Inhaltsverzeichnis
1. Einleitung Seite 1
2. Weiterentwicklung der Freudschen Theorie Seite 1
2.1 Die psychosoziale Dimension
2.2 Identität und Persönlichkeit
3. Die acht Lebensphasen des Menschen Seite 5
3.1 Vertrauen vs Misstrauen
3.2 Autonomie vs Scham und Zweifel
3.3 Initiative vs Schuld
3.4 Kompetenz vs Minderwertigkeit
3.5 Identität vs Rollendiffusion
3.6 Intimität vs Isolierung
3.7 Generativität vs Stagnation
3.8 Ich-Integrität vs Verzweiflung
4. Stärken und Schwächen der Theorie Seite 13
5. Schluss Seite 14
7. Literaturverzeichnis Seite 15
II NA
1. Einleitung
In nachfolgender Hausarbeit werde ich die acht Lebensphasen des Menschen nach Erik H. Erikson 1 erläutern und in einzelnen Abschnitten näher auf sie eingehen. Dabei berücksichtige ich den jeweiligen psychosozialen Modus und das „Ich-Gefühl“ der jeweiligen Phase. Ich beginne mit einer Erläuterung zu Sigmund Freuds Instanzenlehre, dessen Konzept Erikson übernommen und um acht psychosoziale Phasen ergänzt hat, und leite über zum Thema Kultur und welchen Einfluss diese auf die Entwicklung eines Kindes hat.
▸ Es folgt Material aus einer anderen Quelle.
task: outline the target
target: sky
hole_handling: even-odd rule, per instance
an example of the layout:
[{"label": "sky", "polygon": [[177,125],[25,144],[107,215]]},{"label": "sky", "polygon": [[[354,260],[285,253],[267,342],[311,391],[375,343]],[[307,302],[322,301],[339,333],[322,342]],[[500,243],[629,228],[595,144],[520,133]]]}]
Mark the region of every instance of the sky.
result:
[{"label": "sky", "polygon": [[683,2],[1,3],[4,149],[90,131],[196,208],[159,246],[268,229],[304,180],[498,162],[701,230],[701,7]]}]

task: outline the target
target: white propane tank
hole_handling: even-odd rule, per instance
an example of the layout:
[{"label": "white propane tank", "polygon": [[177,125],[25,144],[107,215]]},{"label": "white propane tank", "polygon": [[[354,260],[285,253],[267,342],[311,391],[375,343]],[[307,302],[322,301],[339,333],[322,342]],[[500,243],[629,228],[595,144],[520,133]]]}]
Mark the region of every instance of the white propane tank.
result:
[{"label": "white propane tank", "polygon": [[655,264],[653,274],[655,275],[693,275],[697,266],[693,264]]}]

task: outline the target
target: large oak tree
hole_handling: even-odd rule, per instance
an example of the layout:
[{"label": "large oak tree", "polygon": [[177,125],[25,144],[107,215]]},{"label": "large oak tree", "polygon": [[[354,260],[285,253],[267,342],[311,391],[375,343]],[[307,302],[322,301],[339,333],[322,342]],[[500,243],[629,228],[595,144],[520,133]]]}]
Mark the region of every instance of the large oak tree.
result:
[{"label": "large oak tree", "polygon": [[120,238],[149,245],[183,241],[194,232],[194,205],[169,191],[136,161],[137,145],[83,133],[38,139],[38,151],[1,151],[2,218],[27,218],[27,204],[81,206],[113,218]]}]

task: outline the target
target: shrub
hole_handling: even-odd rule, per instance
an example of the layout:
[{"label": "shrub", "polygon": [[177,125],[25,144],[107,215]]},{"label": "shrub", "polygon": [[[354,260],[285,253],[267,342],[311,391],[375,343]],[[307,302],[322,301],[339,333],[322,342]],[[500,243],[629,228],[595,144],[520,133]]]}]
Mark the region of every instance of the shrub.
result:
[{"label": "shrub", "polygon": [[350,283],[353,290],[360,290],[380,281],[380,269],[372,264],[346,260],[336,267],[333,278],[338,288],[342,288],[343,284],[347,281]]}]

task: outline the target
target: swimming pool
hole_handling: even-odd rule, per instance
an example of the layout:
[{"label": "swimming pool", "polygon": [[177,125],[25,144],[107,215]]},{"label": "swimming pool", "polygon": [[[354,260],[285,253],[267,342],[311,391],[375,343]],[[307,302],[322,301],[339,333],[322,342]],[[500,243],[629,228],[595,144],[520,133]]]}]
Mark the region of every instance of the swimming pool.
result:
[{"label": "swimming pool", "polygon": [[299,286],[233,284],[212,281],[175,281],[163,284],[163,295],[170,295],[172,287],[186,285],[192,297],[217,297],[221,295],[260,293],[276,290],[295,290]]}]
In Kapitel 2.2 gebe ich verschiedene Definitionen des Begriffes „Identität“ und erläutere kurz, wie sich Eriksons Meinung nach eine „gesunde“ Persönlichkeit entwickelt. Bevor ich auf die einzelnen Lebensphasen näher eingehe, spreche ich von dem Einfluss der Bezugspersonen auf die Entwicklung eines Kindes und wie wichtig es ist, die zur gegebenen Zeit auftretenden Konflikte erfolgreich zu lösen. Dabei beschreibe ich ausführlich die einzelnen Krisen und die daraus resultierenden positiven und negativen Lösungen. Erfolge und Misserfolge können dabei den Verlauf der nächsten Stufe mit beeinflussen. Alle Menschen durchlaufen diese Stufen der Entwicklung und zu jeder Zeit ihres Lebens (von der Geburt bis zum Tod) sehen sie sich mit einem anderen Konflikt konfrontiert. Dem Ich-Gefühl wird in jeder Phase besondere Aufmerksamkeit geschenkt, da es sich stets verändert und neu definiert werden möchte. Eine Vertiefung einer bestimmten Lebensphase habe ich bewusst weggelassen. Interessant für mich war, wie sich die Suche nach der eigenen Identität im Laufe eines Lebens gestaltet und demnach habe ich jede Phase sehr ausführlich beschrieben, um die Identitätssuche im Gesamtzusammenhang sehen zu können. Am Ende gebe ich einen kleinen Überblick über die Stärken und Schwächen von Eriksons Theorie und schließe meine Ausführungen mit meiner persönlichen Meinung.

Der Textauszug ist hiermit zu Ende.